First Words of Torah
I love Torah. Yes, that Torah, the 5 books of Moses, that frequently exasperating, sexist, xenophobic, cryptic, and frequently lyrical collection of instructions that form the basis of all things Jewish. One can believe in it 150% as the word of God or reject it as old-fashioned bullying nonsense – but if you’re a member of the tribe, there’s no real escape. Acceptance, rejection, or temporary truce: the Torah is always in the background, goading, inspiring, and guilt-tripping.

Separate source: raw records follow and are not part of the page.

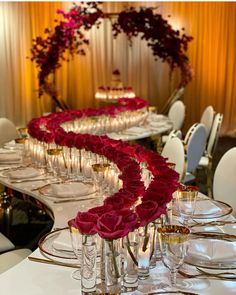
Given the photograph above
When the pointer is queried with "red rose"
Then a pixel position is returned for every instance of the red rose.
(148, 211)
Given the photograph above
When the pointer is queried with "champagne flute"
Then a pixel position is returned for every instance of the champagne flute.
(186, 196)
(173, 243)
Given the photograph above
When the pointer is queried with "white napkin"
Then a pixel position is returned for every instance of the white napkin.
(206, 206)
(157, 124)
(63, 241)
(71, 189)
(212, 250)
(24, 173)
(5, 244)
(9, 157)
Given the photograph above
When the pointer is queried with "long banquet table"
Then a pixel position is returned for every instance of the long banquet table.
(28, 277)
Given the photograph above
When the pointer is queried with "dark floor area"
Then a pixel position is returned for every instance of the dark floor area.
(29, 222)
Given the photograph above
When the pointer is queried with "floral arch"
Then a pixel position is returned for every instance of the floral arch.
(69, 36)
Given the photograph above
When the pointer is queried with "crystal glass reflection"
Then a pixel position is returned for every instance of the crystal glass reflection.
(186, 201)
(173, 244)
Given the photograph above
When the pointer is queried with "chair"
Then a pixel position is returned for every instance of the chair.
(207, 119)
(174, 151)
(177, 114)
(195, 142)
(8, 131)
(11, 258)
(224, 182)
(206, 159)
(176, 95)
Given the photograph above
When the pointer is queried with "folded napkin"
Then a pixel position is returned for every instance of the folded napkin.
(135, 130)
(24, 173)
(212, 250)
(157, 124)
(156, 117)
(76, 189)
(63, 241)
(206, 207)
(9, 157)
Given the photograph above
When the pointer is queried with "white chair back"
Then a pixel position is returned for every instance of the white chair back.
(195, 143)
(8, 131)
(215, 132)
(174, 133)
(174, 151)
(224, 182)
(207, 119)
(177, 114)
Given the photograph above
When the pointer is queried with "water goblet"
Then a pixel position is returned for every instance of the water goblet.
(186, 196)
(76, 241)
(173, 244)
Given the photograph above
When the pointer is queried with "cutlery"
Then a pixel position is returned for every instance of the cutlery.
(45, 185)
(47, 261)
(220, 276)
(30, 180)
(57, 182)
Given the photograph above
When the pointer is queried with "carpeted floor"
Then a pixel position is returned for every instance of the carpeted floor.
(26, 231)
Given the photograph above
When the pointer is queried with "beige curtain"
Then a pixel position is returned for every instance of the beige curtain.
(212, 55)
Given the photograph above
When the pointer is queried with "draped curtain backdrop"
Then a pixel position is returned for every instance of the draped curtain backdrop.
(211, 53)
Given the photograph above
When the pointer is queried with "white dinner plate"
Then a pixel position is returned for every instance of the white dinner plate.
(48, 250)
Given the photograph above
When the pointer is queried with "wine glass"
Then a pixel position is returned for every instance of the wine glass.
(186, 196)
(173, 243)
(76, 241)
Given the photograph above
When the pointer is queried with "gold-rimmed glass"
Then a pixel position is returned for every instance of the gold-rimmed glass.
(173, 243)
(186, 196)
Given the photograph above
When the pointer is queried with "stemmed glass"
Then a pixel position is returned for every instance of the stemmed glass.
(99, 175)
(186, 196)
(173, 243)
(76, 241)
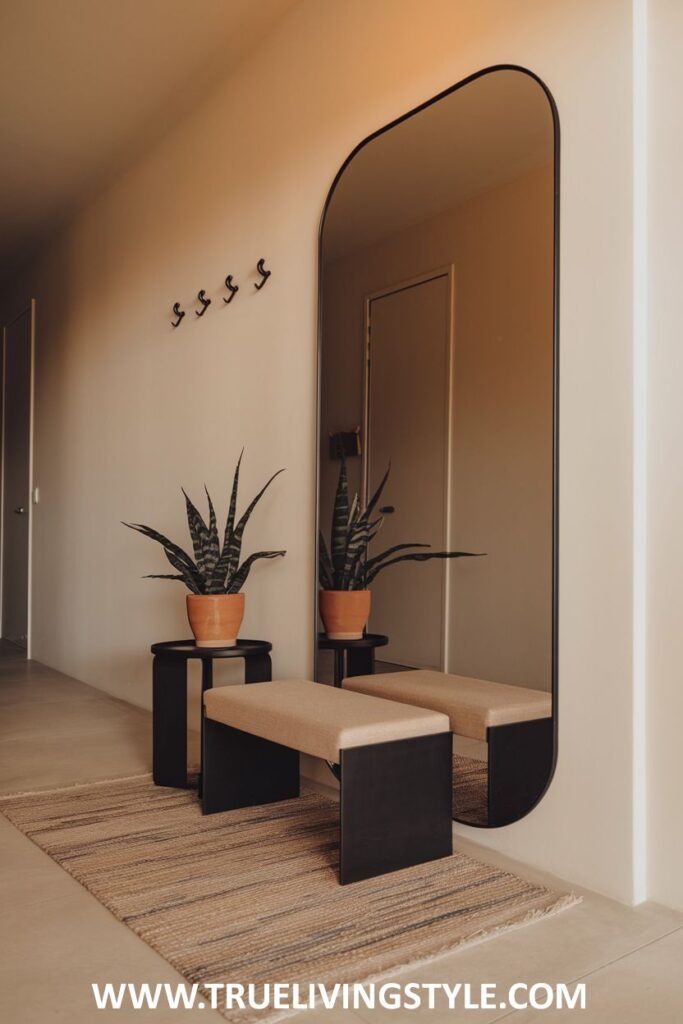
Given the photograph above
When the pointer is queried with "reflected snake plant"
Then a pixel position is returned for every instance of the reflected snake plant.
(345, 565)
(214, 569)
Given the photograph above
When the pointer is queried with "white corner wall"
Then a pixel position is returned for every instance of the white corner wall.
(127, 409)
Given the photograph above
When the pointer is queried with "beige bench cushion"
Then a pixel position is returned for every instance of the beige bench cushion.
(317, 719)
(472, 705)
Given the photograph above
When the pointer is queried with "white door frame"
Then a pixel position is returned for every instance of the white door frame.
(421, 279)
(31, 310)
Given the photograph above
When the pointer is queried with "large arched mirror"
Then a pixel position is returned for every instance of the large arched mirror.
(438, 365)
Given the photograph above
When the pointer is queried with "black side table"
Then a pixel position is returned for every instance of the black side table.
(359, 654)
(169, 699)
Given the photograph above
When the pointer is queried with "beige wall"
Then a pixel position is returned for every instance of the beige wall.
(501, 247)
(127, 409)
(665, 535)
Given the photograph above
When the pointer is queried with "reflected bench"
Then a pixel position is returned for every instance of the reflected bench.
(514, 721)
(394, 766)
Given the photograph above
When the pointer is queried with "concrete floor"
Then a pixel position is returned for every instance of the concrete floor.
(55, 938)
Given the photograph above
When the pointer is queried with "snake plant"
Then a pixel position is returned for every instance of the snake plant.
(215, 568)
(345, 565)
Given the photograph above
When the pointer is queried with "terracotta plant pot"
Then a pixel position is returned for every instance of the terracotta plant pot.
(215, 619)
(344, 612)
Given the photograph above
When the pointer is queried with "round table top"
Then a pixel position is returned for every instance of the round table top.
(187, 648)
(369, 640)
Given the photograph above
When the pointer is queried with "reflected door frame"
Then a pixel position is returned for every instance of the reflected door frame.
(30, 311)
(446, 271)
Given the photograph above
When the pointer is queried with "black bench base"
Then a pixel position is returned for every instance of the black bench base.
(394, 798)
(520, 761)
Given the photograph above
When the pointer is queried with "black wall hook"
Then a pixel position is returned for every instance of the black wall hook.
(264, 274)
(232, 289)
(205, 303)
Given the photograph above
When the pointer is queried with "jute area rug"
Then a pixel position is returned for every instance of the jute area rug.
(251, 896)
(470, 790)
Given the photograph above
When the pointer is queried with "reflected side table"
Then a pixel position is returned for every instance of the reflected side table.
(352, 657)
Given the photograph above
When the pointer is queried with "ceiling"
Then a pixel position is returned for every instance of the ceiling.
(86, 84)
(491, 131)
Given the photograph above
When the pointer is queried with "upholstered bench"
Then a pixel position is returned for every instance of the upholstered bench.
(394, 766)
(515, 721)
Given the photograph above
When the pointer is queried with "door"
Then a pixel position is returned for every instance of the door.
(16, 478)
(408, 393)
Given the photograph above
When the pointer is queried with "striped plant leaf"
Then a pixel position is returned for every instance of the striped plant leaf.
(194, 580)
(214, 571)
(340, 523)
(370, 508)
(212, 547)
(327, 571)
(376, 559)
(185, 564)
(199, 532)
(235, 544)
(417, 557)
(237, 583)
(352, 531)
(220, 569)
(356, 549)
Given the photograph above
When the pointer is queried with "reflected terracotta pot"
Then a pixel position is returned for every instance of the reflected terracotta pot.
(344, 612)
(215, 619)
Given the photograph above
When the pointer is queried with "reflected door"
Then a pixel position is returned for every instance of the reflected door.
(408, 425)
(16, 481)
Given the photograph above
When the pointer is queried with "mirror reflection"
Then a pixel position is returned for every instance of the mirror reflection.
(437, 366)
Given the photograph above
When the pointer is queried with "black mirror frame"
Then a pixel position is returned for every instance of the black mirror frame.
(555, 440)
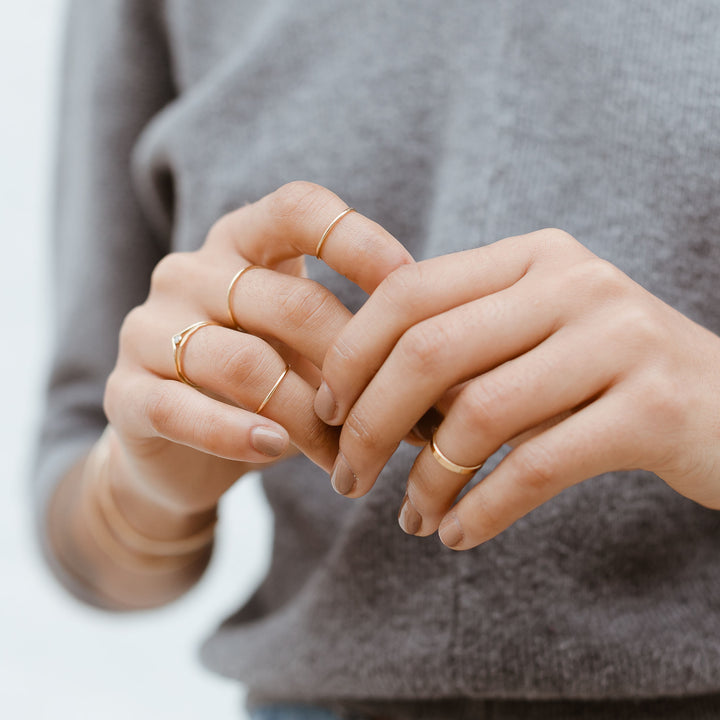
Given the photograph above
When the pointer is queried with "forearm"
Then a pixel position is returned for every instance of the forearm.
(118, 575)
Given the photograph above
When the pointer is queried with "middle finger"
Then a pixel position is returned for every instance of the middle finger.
(427, 360)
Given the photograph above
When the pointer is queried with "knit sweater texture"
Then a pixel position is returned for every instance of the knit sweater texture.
(453, 124)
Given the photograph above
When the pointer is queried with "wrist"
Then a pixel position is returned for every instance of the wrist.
(146, 511)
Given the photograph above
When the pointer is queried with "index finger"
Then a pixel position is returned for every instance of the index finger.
(291, 221)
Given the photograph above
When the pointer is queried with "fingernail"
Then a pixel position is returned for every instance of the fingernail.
(343, 478)
(409, 518)
(428, 424)
(325, 403)
(450, 531)
(267, 441)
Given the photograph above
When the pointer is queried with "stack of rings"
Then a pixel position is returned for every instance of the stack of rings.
(180, 340)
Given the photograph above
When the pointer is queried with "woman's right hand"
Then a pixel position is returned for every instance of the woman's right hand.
(188, 445)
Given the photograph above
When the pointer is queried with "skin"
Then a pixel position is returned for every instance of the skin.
(174, 449)
(532, 341)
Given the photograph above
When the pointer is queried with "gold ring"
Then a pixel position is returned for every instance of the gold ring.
(237, 276)
(448, 464)
(179, 340)
(273, 389)
(330, 229)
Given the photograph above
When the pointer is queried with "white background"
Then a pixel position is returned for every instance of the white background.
(59, 659)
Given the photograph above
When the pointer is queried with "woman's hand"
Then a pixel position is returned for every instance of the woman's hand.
(187, 445)
(534, 339)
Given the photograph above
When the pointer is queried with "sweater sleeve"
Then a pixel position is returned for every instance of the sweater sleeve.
(116, 77)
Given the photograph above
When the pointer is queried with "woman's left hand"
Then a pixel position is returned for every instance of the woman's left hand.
(533, 340)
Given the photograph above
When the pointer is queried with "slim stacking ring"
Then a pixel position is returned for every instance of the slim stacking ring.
(273, 389)
(448, 464)
(179, 341)
(329, 229)
(231, 287)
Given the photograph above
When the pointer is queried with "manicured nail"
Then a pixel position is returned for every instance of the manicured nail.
(325, 403)
(450, 531)
(428, 424)
(267, 441)
(409, 518)
(343, 478)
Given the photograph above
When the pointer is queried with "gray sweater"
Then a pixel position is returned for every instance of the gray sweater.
(452, 124)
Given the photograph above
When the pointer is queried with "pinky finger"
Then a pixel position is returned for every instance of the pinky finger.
(181, 414)
(585, 444)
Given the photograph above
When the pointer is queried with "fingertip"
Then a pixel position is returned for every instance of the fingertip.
(269, 441)
(326, 407)
(451, 532)
(343, 479)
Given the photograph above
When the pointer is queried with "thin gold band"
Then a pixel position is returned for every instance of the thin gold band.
(231, 286)
(179, 340)
(329, 229)
(106, 535)
(448, 464)
(273, 389)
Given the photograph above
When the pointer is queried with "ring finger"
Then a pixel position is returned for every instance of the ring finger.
(246, 371)
(522, 394)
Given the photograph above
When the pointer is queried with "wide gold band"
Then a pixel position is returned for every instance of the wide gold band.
(179, 340)
(329, 229)
(273, 389)
(233, 320)
(448, 464)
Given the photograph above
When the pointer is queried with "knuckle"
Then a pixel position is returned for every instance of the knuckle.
(169, 272)
(210, 431)
(636, 329)
(242, 363)
(665, 402)
(488, 517)
(422, 346)
(534, 467)
(113, 395)
(160, 411)
(131, 328)
(304, 304)
(341, 354)
(361, 432)
(400, 286)
(294, 200)
(478, 405)
(221, 230)
(597, 277)
(423, 490)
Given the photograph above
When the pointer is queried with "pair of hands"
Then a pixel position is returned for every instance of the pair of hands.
(532, 340)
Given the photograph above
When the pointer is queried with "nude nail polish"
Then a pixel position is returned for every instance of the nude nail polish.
(343, 479)
(450, 531)
(409, 518)
(267, 441)
(325, 403)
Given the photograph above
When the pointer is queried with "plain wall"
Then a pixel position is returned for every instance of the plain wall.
(59, 659)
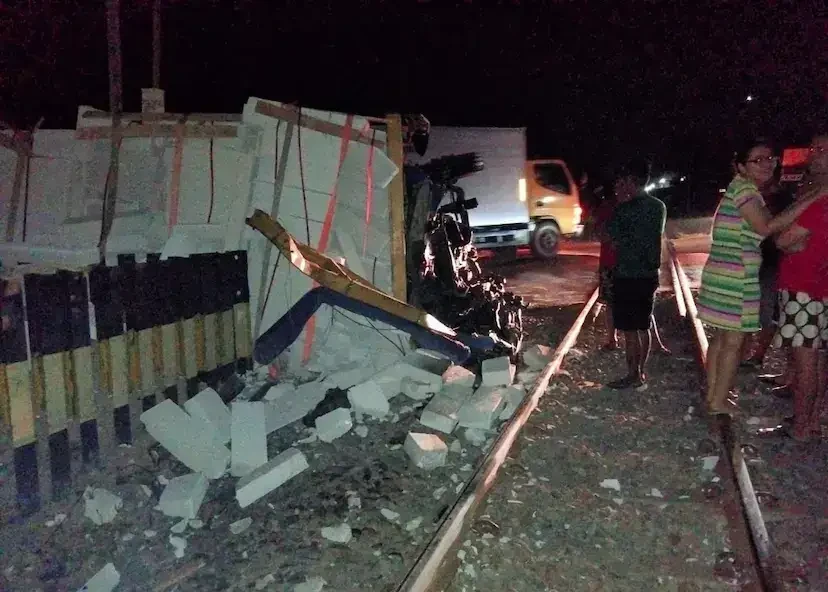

That’s my take, anyway. I can’t tell you definitively what I think about the existence of God, but I can tell you that Torah has made a sizable difference in my life, even as I want to set my head on fire over large tracts of it.
I knew, for instance, that I was going to spend the rest of my life with my partner Bruce when he sent me up for an aliyah the week that the daughters of Zelophechad challenged the patriarchal rules of property inheritance.
Justice, justice, you shall pursue has formed the backbone of my life. CEOs living high on the hog while unemployment skyrockets? I think of Joseph, thrown into a pit, and his brothers, sitting close by with nary a care, breaking bread. Torah calls me to account.
Torah is also what I push up against when I consider modern Israel and my co-religionists (whose Judaism, by the way, I barely recognize) who claim that “we” have a right to all the land we can get our hands on. Torah is also what I push up against when I dress immodestly and swear in public. I no more believe that God gave us a particular parcel of property than I believe my uncovered head is an affront.
Torah is the best and worst of us: creation myth, family history, liberation theology, and guide to rightful living; also exclusionary rant, violent apology, and nightmare vision. It’s all in there, the magnificent as well as the terrifying.
Environmental catastrophe? See Noah. Behavior during wartime? See Deuteronomy. Wonder how bad things can get? The binding of Issac. Whether freedom is worth any price? Look under slaying of the firstborn (Egyptians).
Torah is soap opera and, the sages say, love story between us and God. I say it’s more of an endurance race, a long-standing and unresolved debate. In any event, it’s a great read, even if it wasn’t recorded by the hand of Moses on top of a mountain. Even if you can open up to every page and shake your head.